To embrace somebody else’s vulnerability is, simply, to allow yourself to drop your own safeguards and armor – accepting somebody else’s trust is to trust them with your own weaknesses. But, as anybody who’s ever made a snow cave before, it’s a hell of a lot warmer with two than one.

Snow cave... right?

Snow cave... right?


~ by Gonzo Mehum on April 4, 2009.

12 Responses to “GS: The Deconstruction of Moe Subculture – EXTRA STAGE: Kuudere”

  1. hm. wouldn’t eva’s good ol’ ayanami be a kuudere, by that description?

  2. Rei02, maybe. Or 01 /and/ 02. 03 was an outright doll, though.

  3. Nice cave.

  4. Is a doll another part of the moe subculture, then? :P

  5. Hrm. Would Sakaki from Azumanga Daioh fit the trope? She certainly seems to have all of the elements, except her “cool” is totally projected on to her by others, instead of being something she generates herself.
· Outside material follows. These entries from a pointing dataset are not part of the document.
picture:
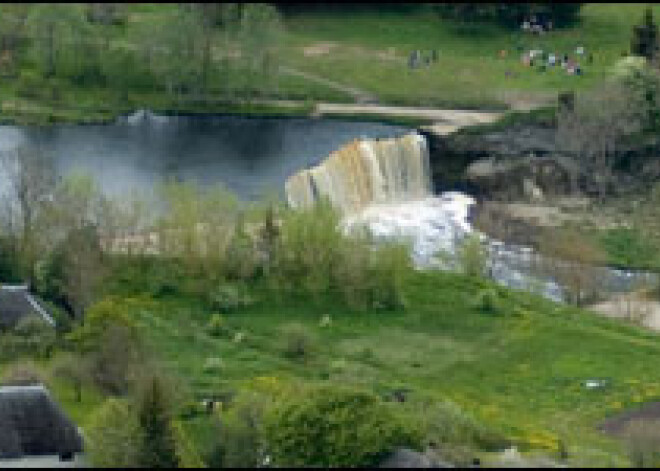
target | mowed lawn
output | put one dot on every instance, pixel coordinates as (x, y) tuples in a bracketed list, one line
[(522, 371), (369, 50)]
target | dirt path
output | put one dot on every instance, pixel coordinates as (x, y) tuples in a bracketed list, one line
[(360, 96)]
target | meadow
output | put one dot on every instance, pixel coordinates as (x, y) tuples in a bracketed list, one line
[(520, 369)]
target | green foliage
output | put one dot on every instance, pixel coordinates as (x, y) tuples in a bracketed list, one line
[(446, 425), (113, 436), (216, 326), (32, 336), (298, 342), (186, 451), (314, 258), (158, 445), (487, 301), (229, 298), (241, 442), (334, 427), (511, 14)]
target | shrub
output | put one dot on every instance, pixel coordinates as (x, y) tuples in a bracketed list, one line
[(297, 341), (446, 424), (216, 326), (113, 436), (227, 298), (487, 301), (241, 438), (472, 256), (213, 365), (643, 443), (334, 427)]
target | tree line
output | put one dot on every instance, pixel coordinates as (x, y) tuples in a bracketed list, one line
[(185, 49)]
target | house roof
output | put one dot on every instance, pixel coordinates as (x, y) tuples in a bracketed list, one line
[(16, 302), (33, 424)]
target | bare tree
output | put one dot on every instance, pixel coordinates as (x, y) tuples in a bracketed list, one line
[(30, 178), (592, 131)]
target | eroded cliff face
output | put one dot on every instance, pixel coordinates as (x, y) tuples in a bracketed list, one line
[(365, 172), (527, 162)]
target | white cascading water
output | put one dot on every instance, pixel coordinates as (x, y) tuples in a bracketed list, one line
[(365, 172), (385, 187)]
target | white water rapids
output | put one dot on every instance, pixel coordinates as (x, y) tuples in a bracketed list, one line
[(385, 187)]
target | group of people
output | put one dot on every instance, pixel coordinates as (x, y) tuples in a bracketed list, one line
[(543, 59), (535, 25), (418, 59)]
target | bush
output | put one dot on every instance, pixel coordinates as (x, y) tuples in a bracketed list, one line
[(334, 427), (213, 365), (643, 443), (487, 301), (297, 342), (216, 326), (446, 424), (228, 297), (114, 436)]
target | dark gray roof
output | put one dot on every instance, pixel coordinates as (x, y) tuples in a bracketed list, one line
[(16, 302), (32, 424), (407, 458)]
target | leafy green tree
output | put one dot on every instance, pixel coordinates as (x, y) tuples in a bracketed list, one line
[(472, 256), (510, 14), (334, 427), (114, 438), (158, 448), (645, 37)]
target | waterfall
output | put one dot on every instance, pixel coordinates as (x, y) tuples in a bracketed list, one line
[(364, 172)]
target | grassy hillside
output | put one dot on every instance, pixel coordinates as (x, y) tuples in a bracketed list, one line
[(361, 53), (520, 369)]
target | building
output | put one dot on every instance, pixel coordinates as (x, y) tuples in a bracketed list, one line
[(34, 428), (16, 303)]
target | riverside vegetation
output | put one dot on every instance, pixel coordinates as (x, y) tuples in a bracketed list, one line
[(286, 302), (212, 332)]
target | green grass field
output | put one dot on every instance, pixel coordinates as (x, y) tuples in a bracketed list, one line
[(469, 71), (520, 371), (366, 50)]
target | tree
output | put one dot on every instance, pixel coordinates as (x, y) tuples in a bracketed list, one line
[(114, 437), (158, 448), (74, 370), (110, 341), (334, 427), (510, 14), (31, 178), (472, 256), (573, 261), (644, 42), (591, 133), (12, 24), (52, 29), (260, 36)]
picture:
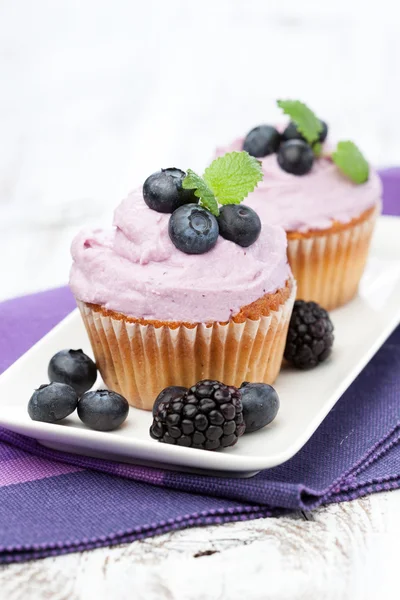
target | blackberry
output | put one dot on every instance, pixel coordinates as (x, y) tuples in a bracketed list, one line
[(208, 416), (310, 338)]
  6. The superior insulatory effects of snow arise from the fact that a random agglomeration of independent crystalline structures is bound to contain a large space-to-volume ratio, trapping gases within the structure that impede the transfer of heat by dint of the relatively low coefficient of thermal conduction of gases compared to solids. Since the gas (heretofore assumed to be standard air) trapped in the structure is assumed to be stagnant (snow is very fragile and any air circulation may cause damage to the aggregate structure and change the nature of all the assumptions in this statement, and because it lets us ignore convection) the only appreciable method of heat transfer within the snow is conduction between the air pockets and the aggregate structure, which is impeded for the reasons mentioned above: namely, the low thermal conductivity of gas compared to solids and the high space-to-volume ratio, as opposed to Japanese words that I did not read before writing this comment.

    Am I writing this comment instead of doing my heat transfer homework? I won’t tell you.

  7. @silver – Sakaki’s kuudere trait pretty much is entirely externally-driven. She’s a very nice, very unassuming girl otherwise… with an unpleasant tendency to get cat-bitten.

    @rusty – DO YOUR HOMEWORK.

  8. @Gonzo: Well, yeah. That was the point. Since she’s playing with the trope, I wondered whether she fit still or is supposed to be outside it, because everyone, except Chiyo-chan, thinks she fits.

  9. @silver – Sorry, should’ve clarified. The /audience/ (and Chiyo) knows she isn’t kuudere. Her classmates’ mistaken impression of otherwise is due mainly to the fact that she has the physical characteristics… but not the behavioral ones.

  10. @Gonzo: Got it. Impostor at best, and so not really part of the trope. Thanks for clarifying.

  11. While you emphasize the regal aspect of this archetype, I think it is not necessarily the most major facet. For many personalities I think the overarching theme is “ignorance” or “naivete”. This condition results in the obligation for the protangonist to educate the character and brings on the protective and caring feelings that define moe for many. While “coolness” is an attractive factor, I think that being relied on to serve as the introducer to society to be the biggest appeal.

  12. so, kuudere is cold-warm and tsundere is more like violent-gentle? If that so, I think Fujioka Haruhi from Ouran High School Host Club can be categorized as kuudere and Sawachika Eri from School rumble as tsundere.. Is that right?